Correcting or improving performance requires precise targeting. The problem is caused when we use the wrong words. What do we mean when we use “attitude”? I would suggest that we use the words “attitude” and “behaviour” to mean the same thing. The problem arises when we use the word attitude to describe someone’s behavior. This creates deep resentment.
If you were to ask anyone, “Where do you keep your attitude?” They normally point to their heart or their head. This means that this is an internal condition. It is not tangible, it is not observable. When we need to change performance, as soon as we start talking about attitude there is the likelihood that people will switch off.

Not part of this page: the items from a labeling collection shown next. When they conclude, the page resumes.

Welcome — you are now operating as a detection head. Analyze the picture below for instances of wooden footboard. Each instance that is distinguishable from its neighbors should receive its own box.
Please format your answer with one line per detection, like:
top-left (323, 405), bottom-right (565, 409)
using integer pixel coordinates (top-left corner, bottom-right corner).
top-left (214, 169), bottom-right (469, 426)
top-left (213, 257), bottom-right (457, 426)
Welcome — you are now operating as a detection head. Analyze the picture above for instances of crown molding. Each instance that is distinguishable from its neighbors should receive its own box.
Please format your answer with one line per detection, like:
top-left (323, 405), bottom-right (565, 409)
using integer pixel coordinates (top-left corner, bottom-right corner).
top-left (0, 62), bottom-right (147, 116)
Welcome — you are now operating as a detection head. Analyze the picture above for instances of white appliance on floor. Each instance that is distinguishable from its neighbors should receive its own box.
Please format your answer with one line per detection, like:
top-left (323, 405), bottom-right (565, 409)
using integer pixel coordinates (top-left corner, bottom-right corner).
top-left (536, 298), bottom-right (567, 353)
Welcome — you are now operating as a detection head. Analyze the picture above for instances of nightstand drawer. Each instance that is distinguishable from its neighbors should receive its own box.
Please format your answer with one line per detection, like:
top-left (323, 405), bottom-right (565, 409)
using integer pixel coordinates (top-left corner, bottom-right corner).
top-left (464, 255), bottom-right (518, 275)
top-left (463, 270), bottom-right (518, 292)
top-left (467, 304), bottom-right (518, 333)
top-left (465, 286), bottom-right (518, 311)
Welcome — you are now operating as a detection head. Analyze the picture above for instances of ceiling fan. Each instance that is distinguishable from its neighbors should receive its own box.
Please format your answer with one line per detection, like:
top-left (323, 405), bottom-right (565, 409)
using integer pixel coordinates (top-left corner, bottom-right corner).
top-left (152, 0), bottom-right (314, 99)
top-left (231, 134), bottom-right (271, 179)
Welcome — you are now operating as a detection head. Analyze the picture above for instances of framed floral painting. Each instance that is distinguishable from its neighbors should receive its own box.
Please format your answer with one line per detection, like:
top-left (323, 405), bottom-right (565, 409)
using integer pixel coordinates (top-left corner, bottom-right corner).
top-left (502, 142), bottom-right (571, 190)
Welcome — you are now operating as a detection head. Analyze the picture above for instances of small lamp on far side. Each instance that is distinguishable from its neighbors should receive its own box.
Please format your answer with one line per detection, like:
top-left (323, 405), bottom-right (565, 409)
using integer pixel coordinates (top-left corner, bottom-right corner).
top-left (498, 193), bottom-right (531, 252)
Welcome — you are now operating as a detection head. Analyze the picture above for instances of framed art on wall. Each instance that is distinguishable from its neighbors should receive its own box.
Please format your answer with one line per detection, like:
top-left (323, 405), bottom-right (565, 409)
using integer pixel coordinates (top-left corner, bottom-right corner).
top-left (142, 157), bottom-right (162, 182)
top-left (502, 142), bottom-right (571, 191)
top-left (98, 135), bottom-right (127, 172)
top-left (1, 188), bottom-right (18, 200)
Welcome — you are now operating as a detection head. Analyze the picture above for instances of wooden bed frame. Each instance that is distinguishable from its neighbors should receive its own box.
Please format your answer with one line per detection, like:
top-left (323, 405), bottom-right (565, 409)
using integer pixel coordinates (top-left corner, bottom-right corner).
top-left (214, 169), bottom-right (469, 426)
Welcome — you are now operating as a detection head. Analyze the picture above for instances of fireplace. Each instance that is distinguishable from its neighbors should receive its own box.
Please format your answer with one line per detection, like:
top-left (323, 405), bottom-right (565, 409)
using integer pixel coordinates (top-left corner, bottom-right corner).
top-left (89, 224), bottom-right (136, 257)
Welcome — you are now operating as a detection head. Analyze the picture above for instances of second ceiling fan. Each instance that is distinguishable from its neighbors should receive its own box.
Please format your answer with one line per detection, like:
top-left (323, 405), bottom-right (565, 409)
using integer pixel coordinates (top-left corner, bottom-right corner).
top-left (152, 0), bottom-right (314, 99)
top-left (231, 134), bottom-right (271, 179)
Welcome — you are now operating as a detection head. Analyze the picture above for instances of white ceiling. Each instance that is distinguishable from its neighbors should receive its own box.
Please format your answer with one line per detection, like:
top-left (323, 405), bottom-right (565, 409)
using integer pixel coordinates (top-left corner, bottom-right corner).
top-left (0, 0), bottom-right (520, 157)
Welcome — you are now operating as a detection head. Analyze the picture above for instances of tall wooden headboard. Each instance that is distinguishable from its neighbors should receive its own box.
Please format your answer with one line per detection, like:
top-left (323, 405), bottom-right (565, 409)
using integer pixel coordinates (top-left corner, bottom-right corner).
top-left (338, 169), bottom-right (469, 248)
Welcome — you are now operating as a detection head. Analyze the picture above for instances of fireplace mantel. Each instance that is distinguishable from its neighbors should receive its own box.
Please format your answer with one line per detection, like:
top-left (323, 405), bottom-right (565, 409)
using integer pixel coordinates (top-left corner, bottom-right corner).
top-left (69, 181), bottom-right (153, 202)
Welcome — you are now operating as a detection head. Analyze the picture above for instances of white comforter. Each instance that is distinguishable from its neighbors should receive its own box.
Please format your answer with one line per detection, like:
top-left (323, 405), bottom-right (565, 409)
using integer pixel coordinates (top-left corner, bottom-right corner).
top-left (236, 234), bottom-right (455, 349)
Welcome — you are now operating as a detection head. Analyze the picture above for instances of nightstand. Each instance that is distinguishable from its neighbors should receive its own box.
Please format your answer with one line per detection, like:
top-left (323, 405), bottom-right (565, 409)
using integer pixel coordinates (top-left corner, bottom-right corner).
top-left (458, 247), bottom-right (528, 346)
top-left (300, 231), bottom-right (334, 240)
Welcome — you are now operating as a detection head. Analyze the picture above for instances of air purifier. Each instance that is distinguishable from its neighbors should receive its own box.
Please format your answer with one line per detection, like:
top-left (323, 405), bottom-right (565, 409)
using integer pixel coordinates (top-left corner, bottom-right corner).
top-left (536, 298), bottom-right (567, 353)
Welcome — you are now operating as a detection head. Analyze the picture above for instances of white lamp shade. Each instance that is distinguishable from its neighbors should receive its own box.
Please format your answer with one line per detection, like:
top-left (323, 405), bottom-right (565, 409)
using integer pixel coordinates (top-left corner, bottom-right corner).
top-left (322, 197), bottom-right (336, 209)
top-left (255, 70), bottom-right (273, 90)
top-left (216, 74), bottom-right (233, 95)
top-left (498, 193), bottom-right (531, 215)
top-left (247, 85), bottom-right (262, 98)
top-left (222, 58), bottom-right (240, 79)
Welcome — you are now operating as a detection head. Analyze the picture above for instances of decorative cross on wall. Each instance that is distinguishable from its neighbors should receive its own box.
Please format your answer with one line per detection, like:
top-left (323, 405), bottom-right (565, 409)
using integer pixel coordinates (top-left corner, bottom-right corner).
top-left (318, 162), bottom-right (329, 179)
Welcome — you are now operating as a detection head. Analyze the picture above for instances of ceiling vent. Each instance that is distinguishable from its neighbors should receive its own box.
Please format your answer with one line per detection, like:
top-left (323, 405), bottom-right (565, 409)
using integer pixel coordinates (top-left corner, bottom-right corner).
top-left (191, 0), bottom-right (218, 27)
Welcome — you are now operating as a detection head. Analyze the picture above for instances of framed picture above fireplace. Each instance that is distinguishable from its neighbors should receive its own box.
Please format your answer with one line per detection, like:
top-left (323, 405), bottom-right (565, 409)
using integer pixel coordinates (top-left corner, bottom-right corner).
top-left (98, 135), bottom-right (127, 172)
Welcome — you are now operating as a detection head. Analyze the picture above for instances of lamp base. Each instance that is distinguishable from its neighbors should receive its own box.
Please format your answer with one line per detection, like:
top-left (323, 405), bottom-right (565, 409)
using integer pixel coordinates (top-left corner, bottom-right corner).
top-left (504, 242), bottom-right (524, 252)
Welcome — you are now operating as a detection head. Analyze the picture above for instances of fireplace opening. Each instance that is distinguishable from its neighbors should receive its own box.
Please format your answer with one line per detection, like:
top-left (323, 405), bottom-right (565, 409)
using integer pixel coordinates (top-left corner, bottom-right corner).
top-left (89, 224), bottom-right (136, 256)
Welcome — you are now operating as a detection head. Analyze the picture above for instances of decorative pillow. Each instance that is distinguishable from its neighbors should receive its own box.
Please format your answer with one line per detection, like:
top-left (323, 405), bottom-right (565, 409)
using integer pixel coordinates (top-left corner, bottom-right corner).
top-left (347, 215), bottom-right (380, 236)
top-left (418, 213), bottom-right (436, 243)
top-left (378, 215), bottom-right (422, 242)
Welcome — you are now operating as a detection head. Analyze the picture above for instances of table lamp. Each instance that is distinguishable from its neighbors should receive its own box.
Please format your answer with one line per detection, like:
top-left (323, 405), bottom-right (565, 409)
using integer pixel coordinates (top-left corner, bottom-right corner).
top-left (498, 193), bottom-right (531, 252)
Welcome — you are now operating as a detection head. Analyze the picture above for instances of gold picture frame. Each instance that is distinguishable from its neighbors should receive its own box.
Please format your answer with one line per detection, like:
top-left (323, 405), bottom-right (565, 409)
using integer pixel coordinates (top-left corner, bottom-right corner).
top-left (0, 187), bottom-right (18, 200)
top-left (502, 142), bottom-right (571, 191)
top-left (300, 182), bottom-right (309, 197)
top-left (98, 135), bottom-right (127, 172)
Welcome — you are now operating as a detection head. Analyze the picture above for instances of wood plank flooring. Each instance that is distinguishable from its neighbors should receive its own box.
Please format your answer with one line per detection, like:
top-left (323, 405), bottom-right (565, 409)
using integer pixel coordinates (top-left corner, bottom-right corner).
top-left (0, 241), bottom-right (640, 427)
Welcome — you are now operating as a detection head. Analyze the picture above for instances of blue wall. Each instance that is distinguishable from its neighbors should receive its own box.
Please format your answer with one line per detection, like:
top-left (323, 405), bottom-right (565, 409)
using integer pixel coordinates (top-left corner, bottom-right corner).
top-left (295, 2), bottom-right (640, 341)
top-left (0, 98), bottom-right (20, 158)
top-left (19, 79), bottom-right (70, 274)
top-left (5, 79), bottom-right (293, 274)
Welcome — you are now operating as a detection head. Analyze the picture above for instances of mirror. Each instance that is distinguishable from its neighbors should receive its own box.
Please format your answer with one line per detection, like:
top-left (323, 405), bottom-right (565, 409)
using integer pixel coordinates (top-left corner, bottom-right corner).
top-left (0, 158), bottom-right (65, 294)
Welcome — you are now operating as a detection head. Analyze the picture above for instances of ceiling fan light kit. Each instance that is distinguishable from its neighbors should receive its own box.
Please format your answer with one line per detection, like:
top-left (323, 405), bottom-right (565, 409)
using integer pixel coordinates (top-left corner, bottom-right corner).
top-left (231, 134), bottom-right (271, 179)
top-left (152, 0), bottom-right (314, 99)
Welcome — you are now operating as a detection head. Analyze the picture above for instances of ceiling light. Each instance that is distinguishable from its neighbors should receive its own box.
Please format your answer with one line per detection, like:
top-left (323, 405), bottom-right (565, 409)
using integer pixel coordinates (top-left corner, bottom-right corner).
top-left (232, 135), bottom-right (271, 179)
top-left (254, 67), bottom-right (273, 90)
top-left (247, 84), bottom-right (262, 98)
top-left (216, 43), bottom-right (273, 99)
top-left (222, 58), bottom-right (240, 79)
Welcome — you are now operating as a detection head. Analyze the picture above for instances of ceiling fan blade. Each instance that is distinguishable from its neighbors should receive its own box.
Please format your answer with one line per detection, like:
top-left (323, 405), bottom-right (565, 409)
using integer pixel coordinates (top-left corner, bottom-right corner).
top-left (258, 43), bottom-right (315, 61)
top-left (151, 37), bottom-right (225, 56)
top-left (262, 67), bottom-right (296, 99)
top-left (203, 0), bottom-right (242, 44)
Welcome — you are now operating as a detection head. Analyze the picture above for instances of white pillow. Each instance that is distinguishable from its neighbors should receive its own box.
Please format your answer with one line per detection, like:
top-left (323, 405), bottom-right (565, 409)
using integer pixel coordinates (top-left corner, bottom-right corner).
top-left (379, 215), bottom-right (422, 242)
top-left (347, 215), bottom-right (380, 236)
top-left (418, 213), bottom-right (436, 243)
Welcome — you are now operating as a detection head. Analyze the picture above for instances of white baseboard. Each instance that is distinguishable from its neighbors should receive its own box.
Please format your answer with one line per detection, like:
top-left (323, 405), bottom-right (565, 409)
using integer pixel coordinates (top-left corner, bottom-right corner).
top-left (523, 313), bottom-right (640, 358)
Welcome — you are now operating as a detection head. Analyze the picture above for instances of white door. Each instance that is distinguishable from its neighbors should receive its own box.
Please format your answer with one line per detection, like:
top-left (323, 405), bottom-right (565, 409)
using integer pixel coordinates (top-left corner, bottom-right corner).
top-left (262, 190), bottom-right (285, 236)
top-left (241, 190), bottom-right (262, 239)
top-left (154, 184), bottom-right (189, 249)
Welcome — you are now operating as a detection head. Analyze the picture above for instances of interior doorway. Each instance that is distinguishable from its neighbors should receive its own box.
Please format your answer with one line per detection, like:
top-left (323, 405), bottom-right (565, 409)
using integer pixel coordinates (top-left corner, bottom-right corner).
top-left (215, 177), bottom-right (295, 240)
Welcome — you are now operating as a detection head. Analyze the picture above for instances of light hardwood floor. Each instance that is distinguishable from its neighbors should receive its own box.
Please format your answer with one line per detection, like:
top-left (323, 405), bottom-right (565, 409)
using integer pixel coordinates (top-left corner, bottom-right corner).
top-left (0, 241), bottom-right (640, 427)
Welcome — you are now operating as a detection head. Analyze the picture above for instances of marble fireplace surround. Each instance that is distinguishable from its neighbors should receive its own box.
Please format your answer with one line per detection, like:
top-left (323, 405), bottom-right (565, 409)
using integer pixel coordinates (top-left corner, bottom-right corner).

The scientific community has not decided that there is a clear link between behavior and attitude. Behavior is observable, however, attitudes we can only guess welding tools and equipment at. Personally, I’d prefer to stay in the tangible, observable behaviors rather than the beliefs, attitudes, internal feelings or abstract theories.
The words that you use can create prejudice and build obstacles to progress. Whilst terms such as motivation, personality, communication, and rapport are useful when we are communicating informally, but when we need to change performance these words can create resentment and block progress.
Labels such as “lazy,” “lacks drive,” and “bad safety attitude” imply that the problem, and therefore the solution to the problem, is within the person. Using labels to describe performance means manufacturing process specification can’ t help change the performance, it also produces blame. We blame the performer for being unmotivated, having a bad attitude, needing too much attention, not having enough drive and so on.
What do we mean when we say a person has a positive safety attitude? We could be referring to the fact that the individual is always wears safety equipment, or keeps his or her work area exceptionally clean and tidy, or volunteers to help others, or maintains high levels of personal safety.
In other words, we could characterize a person as having a positive attitude if he or she did any one of those things, or all of them.
The same is also true for performers with a “bad safety attitude.” They, too, demonstrate a pattern of behaviors that result in a negative label. Once you realize that a “bad attitude” is composed of many behaviors, it’s easy to understand why that “attitude” is so difficult to change or remedy. Flushing out and targeting the specific and individual behaviors that make up the “bad safety attitude” or cause you to label the person as negative or uncooperative is essential if you are to effectively change the performer’s “attitude.”
Using vague phrases or labels to describe problem performance does nothing to change or improve performance. Calling someone unsafe fails to provide the necessary information needed to change behavior. The productive question to ask is, “Which specific behaviors cause me to label this person unsafe?” Being untidy? Not wearing safety glasses? Failing to operate machinery with care These are specific questions that can lead to specific answers.
For some managers, targeting behavior is the most difficult part of managing safety performance.